A portrait of one of the most charismatic, but unknown, world leaders
Aung San Suu Kyi, Nobel Peace Prize laureate and crusader for democracy in Myanmar, is once again behind bars. Her resounding victory at the polls, and re-election to office as civilian head of state, was overturned by the February 2021 military coup - a move with ruinous consequences. Myanmar today is a country in extremis, war-torn and seemingly without salvation for the multitudes seeking an end to military rule.
Aung San Suu Kyi has been here before. The first half of her political career was spent under house arrest. But this time she awaits sentencing for a variety of charges clearly calculated to keep her out of politics, and almost certainly in prison, for the rest of her life.
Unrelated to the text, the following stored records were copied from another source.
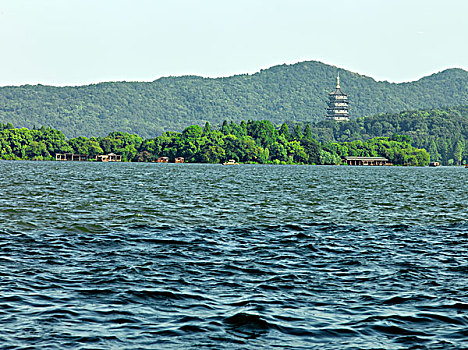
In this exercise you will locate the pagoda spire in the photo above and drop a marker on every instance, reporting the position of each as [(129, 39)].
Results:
[(337, 103)]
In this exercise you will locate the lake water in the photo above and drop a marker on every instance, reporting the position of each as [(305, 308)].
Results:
[(139, 256)]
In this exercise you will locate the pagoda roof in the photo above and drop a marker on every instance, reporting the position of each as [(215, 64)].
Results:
[(338, 92)]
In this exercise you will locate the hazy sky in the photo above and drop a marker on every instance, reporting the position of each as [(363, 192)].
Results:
[(75, 42)]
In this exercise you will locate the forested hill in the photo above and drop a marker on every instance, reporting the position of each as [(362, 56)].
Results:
[(295, 92)]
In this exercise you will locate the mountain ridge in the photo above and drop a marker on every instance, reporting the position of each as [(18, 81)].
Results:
[(296, 92)]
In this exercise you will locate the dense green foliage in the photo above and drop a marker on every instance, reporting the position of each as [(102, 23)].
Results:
[(443, 132), (296, 92), (248, 142)]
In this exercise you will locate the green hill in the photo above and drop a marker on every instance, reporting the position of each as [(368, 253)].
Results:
[(295, 92), (443, 132)]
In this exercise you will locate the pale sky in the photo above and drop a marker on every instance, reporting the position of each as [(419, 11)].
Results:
[(77, 42)]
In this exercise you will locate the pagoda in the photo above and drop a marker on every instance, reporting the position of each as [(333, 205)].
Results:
[(337, 103)]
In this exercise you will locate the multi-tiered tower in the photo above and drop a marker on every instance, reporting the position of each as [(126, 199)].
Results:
[(337, 103)]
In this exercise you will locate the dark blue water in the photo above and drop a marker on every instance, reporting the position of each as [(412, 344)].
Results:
[(139, 256)]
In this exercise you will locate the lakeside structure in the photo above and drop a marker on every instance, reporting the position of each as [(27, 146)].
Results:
[(72, 157), (372, 161), (337, 103)]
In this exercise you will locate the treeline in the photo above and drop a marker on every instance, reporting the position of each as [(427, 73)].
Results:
[(443, 132), (297, 92), (248, 142)]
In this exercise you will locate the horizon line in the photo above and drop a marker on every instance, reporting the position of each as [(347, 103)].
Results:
[(258, 71)]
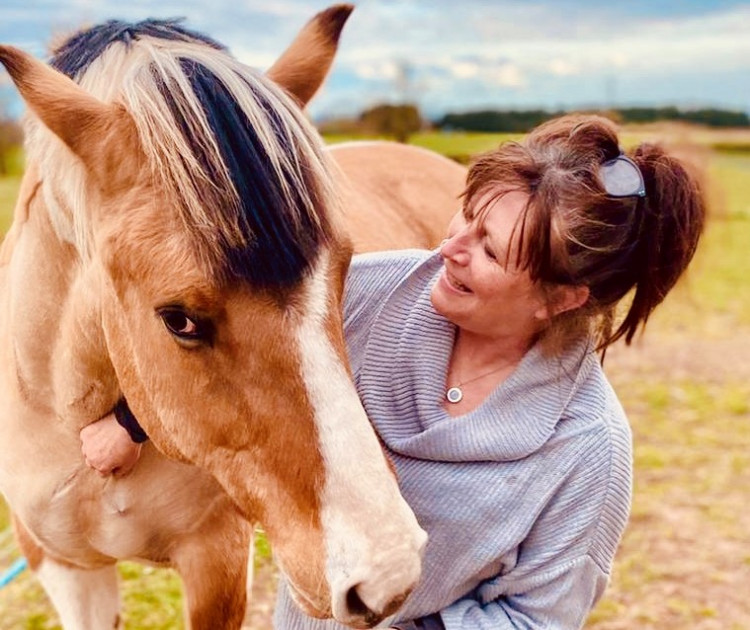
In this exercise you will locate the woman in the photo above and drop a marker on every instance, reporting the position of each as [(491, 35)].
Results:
[(477, 366)]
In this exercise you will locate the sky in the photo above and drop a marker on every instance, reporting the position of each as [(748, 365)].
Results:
[(459, 55)]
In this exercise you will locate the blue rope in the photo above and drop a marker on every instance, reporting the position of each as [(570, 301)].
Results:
[(17, 567)]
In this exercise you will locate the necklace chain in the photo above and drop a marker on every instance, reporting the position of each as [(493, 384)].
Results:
[(455, 394)]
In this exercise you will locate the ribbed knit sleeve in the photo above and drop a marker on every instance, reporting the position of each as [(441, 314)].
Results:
[(524, 499)]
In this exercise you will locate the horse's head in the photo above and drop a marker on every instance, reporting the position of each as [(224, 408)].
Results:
[(200, 202)]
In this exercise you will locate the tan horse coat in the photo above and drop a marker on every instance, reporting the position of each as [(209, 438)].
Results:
[(73, 524)]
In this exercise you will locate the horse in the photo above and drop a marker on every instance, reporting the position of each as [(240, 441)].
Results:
[(179, 244)]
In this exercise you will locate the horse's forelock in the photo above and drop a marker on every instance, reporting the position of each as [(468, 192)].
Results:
[(237, 159)]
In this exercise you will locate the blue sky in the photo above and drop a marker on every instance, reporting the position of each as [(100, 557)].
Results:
[(457, 55)]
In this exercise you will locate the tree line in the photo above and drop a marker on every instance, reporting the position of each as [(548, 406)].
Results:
[(521, 121)]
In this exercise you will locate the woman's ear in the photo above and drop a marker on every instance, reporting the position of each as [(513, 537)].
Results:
[(561, 299)]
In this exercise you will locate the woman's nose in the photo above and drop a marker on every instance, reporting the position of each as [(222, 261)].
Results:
[(454, 247)]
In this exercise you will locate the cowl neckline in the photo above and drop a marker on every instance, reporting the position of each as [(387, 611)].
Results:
[(402, 384)]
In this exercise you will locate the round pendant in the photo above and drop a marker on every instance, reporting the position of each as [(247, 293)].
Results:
[(454, 395)]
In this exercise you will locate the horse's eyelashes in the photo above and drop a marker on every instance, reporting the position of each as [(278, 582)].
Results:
[(186, 327)]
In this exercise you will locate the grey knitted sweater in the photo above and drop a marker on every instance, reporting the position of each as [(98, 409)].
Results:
[(524, 499)]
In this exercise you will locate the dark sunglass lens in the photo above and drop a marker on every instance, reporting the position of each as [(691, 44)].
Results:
[(621, 178)]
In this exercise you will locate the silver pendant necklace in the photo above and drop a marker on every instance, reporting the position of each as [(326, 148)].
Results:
[(455, 394)]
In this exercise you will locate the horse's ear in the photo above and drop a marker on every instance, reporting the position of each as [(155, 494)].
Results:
[(303, 66), (80, 120)]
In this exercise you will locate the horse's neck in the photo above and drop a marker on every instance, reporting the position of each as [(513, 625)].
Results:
[(53, 329)]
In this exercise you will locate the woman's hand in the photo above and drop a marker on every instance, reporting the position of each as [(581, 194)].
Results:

This time she is caught in a zero sum game.
The jury is still out on Aung San Suu Kyi in other respects. Once deified for her advocacy of democracy and human rights, later vilified for her denial, if not defence of, the Burmese military's genocidal campaign against the Rohingya, she is nevertheless referred to as Amay Suu (Mother Suu) within Myanmar, where her image survives untarnished. Sole heir to the political and spiritual legacy of General Aung San, independence hero and martyr, she remains the lodestar of nationalist aspirations, matriarch of a nation in distress.
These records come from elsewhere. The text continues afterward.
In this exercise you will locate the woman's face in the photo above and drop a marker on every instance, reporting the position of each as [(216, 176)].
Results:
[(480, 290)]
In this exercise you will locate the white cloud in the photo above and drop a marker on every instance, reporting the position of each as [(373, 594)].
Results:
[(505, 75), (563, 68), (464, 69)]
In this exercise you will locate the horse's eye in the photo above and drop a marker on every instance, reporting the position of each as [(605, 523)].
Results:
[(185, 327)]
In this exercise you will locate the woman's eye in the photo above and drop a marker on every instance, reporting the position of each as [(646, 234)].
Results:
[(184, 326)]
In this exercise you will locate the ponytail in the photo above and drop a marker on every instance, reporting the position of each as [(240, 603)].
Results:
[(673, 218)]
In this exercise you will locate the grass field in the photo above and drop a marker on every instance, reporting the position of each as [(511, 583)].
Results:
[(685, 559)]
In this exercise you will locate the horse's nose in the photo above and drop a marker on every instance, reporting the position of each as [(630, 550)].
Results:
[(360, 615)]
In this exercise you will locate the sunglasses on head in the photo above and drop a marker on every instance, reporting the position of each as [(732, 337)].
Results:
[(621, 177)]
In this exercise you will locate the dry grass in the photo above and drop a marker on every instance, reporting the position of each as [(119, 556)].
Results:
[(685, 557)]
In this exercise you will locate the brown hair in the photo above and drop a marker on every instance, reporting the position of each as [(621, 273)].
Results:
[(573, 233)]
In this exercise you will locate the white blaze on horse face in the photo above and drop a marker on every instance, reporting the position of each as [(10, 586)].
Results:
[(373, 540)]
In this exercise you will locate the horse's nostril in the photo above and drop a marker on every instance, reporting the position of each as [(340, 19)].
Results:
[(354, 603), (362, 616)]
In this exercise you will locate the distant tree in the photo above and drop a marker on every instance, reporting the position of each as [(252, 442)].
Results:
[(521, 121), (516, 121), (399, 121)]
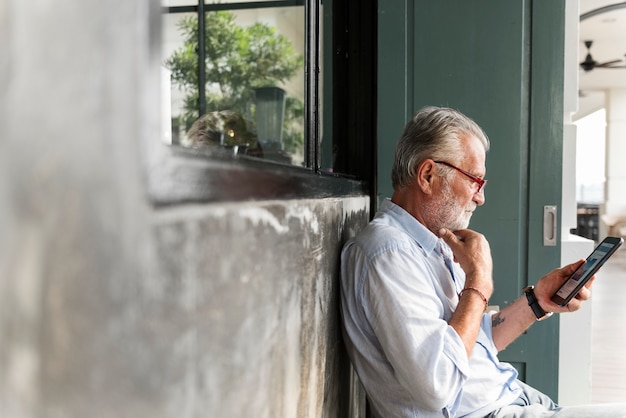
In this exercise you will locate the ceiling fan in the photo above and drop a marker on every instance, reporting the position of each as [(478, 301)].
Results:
[(589, 63)]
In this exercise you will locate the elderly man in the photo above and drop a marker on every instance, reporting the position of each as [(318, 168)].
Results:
[(416, 284)]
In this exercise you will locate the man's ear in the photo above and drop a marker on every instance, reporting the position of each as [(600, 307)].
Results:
[(425, 176)]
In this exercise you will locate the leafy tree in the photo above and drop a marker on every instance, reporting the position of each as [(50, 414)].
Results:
[(237, 60)]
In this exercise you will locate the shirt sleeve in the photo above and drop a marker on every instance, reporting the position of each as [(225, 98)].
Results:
[(406, 308)]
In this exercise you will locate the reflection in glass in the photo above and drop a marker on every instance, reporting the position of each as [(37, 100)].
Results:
[(252, 84)]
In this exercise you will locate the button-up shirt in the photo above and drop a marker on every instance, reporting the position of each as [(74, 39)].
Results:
[(399, 288)]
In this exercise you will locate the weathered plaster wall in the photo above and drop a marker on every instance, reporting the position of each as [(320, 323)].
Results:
[(110, 307)]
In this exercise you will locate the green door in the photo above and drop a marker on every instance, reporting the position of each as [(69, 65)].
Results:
[(500, 63)]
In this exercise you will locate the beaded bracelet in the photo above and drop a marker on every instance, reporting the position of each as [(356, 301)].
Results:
[(479, 294)]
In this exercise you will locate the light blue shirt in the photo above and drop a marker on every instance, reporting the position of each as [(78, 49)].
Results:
[(399, 288)]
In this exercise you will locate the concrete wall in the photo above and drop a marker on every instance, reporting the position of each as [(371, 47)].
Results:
[(110, 307)]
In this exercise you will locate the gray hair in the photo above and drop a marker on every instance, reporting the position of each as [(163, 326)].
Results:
[(433, 132)]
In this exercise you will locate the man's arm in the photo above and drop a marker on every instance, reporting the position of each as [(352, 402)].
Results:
[(473, 254), (513, 320)]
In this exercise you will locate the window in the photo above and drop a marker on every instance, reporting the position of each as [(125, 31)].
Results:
[(253, 88)]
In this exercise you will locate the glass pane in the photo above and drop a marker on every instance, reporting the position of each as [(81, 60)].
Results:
[(252, 98)]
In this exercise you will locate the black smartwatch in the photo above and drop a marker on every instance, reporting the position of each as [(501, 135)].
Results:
[(540, 314)]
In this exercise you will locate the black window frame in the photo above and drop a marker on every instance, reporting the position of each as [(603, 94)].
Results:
[(180, 175)]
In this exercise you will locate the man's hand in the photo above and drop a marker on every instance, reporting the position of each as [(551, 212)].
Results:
[(550, 283), (471, 250)]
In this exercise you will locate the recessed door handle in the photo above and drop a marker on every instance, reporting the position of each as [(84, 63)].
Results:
[(549, 225)]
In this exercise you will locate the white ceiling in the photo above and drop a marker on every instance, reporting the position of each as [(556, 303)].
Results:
[(607, 30)]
This book encapsulates Aung San Suu Kyi's transformation from daughter of a national hero to materfamilias of a nation, especially with regard to Burmese Buddhist notions of nationhood and motherhood. The result is a unique portrait of a living legend, rendered by a compatriot and contemporary, the novelist Wendy Law-Yone.
About the Author: Wendy Law-Yone short stories have appeared in Grand Street and literary anthologies, and her book reviews and articles in The TLS, The Guardian, The Washington Post, Time Magazine, Atlantic Monthly, and Architectural Digest.
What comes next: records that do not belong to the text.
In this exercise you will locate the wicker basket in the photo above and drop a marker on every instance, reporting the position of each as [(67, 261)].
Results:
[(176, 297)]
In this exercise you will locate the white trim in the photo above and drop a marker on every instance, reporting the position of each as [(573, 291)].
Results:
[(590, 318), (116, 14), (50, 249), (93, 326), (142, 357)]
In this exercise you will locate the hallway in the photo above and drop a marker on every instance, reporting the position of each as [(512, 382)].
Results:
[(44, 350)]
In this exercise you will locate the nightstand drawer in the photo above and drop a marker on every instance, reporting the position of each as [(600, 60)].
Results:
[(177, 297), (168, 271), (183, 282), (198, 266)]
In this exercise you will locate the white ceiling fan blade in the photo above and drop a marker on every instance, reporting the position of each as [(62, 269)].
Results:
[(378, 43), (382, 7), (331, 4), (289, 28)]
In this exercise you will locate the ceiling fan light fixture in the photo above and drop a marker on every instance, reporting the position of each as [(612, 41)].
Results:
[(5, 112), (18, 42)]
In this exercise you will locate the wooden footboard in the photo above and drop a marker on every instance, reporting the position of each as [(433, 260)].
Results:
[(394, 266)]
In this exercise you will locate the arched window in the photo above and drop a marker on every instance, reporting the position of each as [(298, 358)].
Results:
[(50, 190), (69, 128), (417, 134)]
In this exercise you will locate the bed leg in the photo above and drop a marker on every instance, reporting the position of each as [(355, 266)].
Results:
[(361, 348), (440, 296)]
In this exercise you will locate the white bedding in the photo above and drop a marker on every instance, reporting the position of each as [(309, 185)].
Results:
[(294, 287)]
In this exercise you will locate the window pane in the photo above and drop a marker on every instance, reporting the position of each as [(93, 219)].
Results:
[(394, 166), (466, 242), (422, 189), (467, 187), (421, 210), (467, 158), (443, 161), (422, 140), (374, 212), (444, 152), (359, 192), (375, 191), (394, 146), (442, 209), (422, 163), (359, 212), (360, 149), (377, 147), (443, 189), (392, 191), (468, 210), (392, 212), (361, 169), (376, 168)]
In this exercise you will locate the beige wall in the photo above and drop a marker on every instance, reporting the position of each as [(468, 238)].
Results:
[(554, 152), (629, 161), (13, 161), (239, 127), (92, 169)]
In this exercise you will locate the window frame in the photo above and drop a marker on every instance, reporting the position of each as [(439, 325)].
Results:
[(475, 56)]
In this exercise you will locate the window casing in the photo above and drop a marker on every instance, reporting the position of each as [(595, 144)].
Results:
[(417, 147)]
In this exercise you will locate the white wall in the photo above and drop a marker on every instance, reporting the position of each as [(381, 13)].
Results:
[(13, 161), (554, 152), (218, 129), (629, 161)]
Irrawaddy Tango was nominated for the 1994 Irish Times International Fiction Prize. The Road to Wanting was longlisted for the 2011 Orange Prize. Born in Mandalay, Burma, Wendy grew up in Rangoon. Her father, E.M. Law-Yone, was founder and publisher of The Nation, the leading English language daily in post-war Burma. A political prisoner under the military dictatorship of General Ne Win, Law-Yone spent the last years of his life in exile. After leaving Burma at the age of 20, Wendy spent several years in Southeast Asia before moving to the United States in the mid-1970's.